In Fatal Frame, the camera angles are really what gets me. Not being able to control what you see, and just catching the slightest glimpse in the corner that something is happening. Or the camera changing and you suddenly see something that has been there the whole time, you just couldn't see it from the previous way you were looking.
In all of these, it's the hint that something is there just out of sight. You hear footsteps or laughing or breathing, but you don't know from where and from what. Fear of the unknown is scary. The normal zombies in SH2 aren't scary. They're wearing thongs and army boots. As soon as you see them, they get a healthy dose of a board with a nail in it, and you are on your way.
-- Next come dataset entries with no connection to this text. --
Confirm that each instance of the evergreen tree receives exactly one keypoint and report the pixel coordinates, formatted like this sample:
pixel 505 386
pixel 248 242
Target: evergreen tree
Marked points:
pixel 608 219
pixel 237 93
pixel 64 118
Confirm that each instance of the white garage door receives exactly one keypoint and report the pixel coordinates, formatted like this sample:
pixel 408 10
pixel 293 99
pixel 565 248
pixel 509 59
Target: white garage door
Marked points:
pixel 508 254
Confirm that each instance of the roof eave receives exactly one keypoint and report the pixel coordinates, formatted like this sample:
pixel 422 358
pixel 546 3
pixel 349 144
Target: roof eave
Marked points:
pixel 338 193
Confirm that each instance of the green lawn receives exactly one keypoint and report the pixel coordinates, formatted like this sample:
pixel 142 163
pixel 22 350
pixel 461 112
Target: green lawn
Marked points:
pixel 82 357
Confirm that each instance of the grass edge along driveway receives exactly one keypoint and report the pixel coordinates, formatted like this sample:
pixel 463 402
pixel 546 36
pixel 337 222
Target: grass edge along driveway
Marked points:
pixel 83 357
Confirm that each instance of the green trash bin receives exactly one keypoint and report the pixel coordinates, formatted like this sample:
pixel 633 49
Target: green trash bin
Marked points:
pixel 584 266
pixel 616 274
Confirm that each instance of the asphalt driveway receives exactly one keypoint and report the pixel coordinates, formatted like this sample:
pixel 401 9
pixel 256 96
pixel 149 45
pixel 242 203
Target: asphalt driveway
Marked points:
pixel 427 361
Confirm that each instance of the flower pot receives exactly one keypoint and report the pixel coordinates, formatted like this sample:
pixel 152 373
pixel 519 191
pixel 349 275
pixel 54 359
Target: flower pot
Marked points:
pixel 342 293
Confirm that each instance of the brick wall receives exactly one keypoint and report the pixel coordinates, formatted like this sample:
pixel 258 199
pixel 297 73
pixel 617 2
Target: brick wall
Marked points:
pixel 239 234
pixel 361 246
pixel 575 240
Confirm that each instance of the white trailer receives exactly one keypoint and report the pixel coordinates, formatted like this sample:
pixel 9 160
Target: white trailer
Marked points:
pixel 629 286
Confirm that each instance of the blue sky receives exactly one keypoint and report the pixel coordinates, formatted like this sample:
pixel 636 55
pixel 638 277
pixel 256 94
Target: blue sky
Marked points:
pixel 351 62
But before you know where they are or what's coming or how many are around you? Those are the true moments of fear that make Survival Horror work in a game.
This is one thing that Dead Space did so well. There were a lot of monsters that didn't interact with you. They'd scamper out of sight instead of rushing you. Or stare down at your from a hole in the ceiling... but not before a piano CLANG or violin SCREECH that makes your heart jump into your throat.
The sound engineers for that game were either geniuses or watched one too many horror flicks.
If there's one thing Dead Space has done for the genre, I think, is prove that you can have a very action oriented focus and actually produce a game that's still terrifying. I don't think it had ever been done so well before. It had always seemed like an either-or sort of thing.
But Dead Space didn't have extremely limited ammo or weak weapons or poor controls. It was a perfectly playable "fun" game. Based on genre tropes, there was then no reason for it to be scary in the least. It has taken an important step towards showing that atmosphere is of the utmost importance, then. You can build tension. You can unnerve players. And you can do that while they're carrying an arsenal of powerful weapons and crates and crates of ammo.
Honestly, I greatly enjoy the move away from fixed cameras and terrible controls. They don't mean anything. So much can be accomplished without them.